4
votes

Upon loading data, R converts character strings as Factors unless told so otherwise. We then have to convert Factors into character or numeric based on the underlying data. In the case of numeric values, we first convert to character string using as.character() and then convert the result to as.integer() in the case of integer values.

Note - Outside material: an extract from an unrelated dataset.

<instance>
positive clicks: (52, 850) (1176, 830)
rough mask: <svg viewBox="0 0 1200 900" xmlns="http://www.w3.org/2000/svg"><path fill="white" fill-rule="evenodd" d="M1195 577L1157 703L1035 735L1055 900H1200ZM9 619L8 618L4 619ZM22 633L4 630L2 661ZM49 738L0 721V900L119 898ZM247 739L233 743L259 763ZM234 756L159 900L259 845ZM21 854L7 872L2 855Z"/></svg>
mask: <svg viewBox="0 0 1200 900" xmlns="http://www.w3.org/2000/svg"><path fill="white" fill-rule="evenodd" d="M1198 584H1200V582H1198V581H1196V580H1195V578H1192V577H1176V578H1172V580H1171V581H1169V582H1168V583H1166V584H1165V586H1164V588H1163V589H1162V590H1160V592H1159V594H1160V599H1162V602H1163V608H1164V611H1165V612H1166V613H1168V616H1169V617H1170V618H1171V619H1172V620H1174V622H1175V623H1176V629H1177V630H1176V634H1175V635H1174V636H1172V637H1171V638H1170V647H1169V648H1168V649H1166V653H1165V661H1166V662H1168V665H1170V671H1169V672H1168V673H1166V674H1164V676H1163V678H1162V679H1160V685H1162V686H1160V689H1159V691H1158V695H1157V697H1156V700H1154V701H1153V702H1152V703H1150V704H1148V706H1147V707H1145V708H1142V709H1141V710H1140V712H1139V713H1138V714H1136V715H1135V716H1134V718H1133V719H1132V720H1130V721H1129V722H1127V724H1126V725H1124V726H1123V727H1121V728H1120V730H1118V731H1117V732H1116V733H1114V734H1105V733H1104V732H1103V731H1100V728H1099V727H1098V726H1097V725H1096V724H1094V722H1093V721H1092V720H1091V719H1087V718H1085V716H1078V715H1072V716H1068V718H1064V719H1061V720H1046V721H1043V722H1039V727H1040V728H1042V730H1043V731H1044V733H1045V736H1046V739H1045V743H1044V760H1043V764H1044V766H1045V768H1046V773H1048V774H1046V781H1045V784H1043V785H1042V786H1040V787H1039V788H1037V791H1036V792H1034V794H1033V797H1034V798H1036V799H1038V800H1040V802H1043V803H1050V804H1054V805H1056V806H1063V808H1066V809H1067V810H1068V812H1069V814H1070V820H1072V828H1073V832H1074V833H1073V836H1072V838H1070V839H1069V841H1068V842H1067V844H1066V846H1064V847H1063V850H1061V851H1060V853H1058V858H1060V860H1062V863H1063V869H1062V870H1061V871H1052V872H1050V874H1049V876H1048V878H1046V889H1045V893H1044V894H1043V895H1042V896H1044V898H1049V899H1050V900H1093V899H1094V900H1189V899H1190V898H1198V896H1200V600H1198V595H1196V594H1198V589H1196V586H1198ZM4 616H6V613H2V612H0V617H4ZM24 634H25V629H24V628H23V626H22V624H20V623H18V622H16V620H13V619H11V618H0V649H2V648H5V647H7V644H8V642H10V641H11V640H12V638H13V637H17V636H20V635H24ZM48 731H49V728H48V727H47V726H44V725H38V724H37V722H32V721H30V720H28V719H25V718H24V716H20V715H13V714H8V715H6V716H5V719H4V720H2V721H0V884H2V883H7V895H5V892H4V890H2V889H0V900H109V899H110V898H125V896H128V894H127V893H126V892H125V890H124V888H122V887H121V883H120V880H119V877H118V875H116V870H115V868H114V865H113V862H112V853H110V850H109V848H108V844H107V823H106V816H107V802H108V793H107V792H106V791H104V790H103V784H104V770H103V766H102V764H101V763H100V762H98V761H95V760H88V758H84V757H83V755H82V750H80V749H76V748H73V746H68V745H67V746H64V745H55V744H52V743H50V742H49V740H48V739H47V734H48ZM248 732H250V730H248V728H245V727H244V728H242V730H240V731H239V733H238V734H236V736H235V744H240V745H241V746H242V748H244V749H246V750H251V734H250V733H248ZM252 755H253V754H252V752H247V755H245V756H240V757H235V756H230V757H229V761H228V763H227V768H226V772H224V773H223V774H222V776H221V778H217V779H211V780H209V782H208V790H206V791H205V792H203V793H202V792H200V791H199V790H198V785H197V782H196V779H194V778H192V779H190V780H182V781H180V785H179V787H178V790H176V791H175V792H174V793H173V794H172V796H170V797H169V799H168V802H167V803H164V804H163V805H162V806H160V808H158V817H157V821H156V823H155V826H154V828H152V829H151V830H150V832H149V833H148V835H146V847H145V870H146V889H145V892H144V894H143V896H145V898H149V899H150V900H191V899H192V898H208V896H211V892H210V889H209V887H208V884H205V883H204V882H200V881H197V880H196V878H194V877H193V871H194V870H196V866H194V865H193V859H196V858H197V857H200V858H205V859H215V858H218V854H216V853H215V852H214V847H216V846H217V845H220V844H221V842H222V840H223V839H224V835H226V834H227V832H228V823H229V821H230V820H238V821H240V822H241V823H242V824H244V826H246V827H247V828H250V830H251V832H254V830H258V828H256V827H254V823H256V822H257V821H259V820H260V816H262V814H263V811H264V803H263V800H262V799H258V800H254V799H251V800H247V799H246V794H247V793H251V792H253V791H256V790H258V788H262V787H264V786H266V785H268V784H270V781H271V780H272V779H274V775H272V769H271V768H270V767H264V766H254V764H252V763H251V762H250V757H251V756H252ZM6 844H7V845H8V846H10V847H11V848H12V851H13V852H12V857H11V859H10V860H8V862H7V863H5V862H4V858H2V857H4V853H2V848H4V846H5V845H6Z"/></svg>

But upon cleaning up characters from a number using gsub, R automatically is converting the cleaned up strings into characters.

For ex:

> sal <- data.frame(name = c('abc','def','ghi','pqr'),
+                   Salary = c('$65,000','$102,000','$85,000','$72,000'))
> str(sal)
'data.frame':   4 obs. of  2 variables:
 $ name  : Factor w/ 4 levels "abc","def","ghi",..: 1 2 3 4
 $ Salary: Factor w/ 4 levels "$102,000","$65,000",..: 2 1 4 3
> sal$Salary <- gsub('\\$','',sal$Salary)
> sal$Salary <- gsub(',','',sal$Salary)
> str(sal)
'data.frame':   4 obs. of  2 variables:
 $ name  : Factor w/ 4 levels "abc","def","ghi",..: 1 2 3 4
 $ Salary: chr  "65000" "102000" "85000" "72000"
> 

We can see the 'Salary' column changes from Factor to Character after gsub. Could someone let me know if gsub also performs as.character() operation here? If so, will it not convert the column to integers as all values are integers?

3

3 Answers

2
votes

Yes, gsub performs as.character. If you type gsub in the console you can see the function

function (pattern, replacement, x, ignore.case = FALSE, perl = FALSE, 
fixed = FALSE, useBytes = FALSE) 
{
    if (!is.character(x)) 
        x <- as.character(x)
    .Internal(gsub(as.character(pattern), as.character(replacement), 
         x, ignore.case, perl, fixed, useBytes))
}

And no, it will not convert to integer directly as it always returns a character vector. From ?gsub

sub and gsub return a character vector of the same length and with the same attributes as x (after possible coercion to character).

2
votes

You can change the levels of your factor directly which are characters:

sal <- data.frame(name = c('abc','def','ghi','pqr'),
              Salary = c('$65,000','$102,000','$85,000','$72,000'))


levels(sal$Salary) <- gsub('\\$|,', '', levels(sal$Salary))
str(sal)


> 'data.frame': 4 obs. of  2 variables:
 $ name  : Factor w/ 4 levels "abc","def","ghi",..: 1 2 3 4
 $ Salary: Factor w/ 4 levels "102000","65000",..: 2 1 4 3
0
votes

You appear to be asking a “why” question. The answer in this case undoubtably is due to the fact that the result needs to be character rather than factor, since the levels of a factor are attributes rather than the actual values. The values of a factor variable are NOT the ones you see in the str output but are inters starting at 1. The first item: “65000” would have had a value of 2, but would be displayed as 65000.

So you were correct that the value was an integer, but not the value you thought it was. The second item would have had a value of 1 because it’s attribute level would have had the lowest lexical order, despite ending up as the highest numeric value once it were converted to numeric.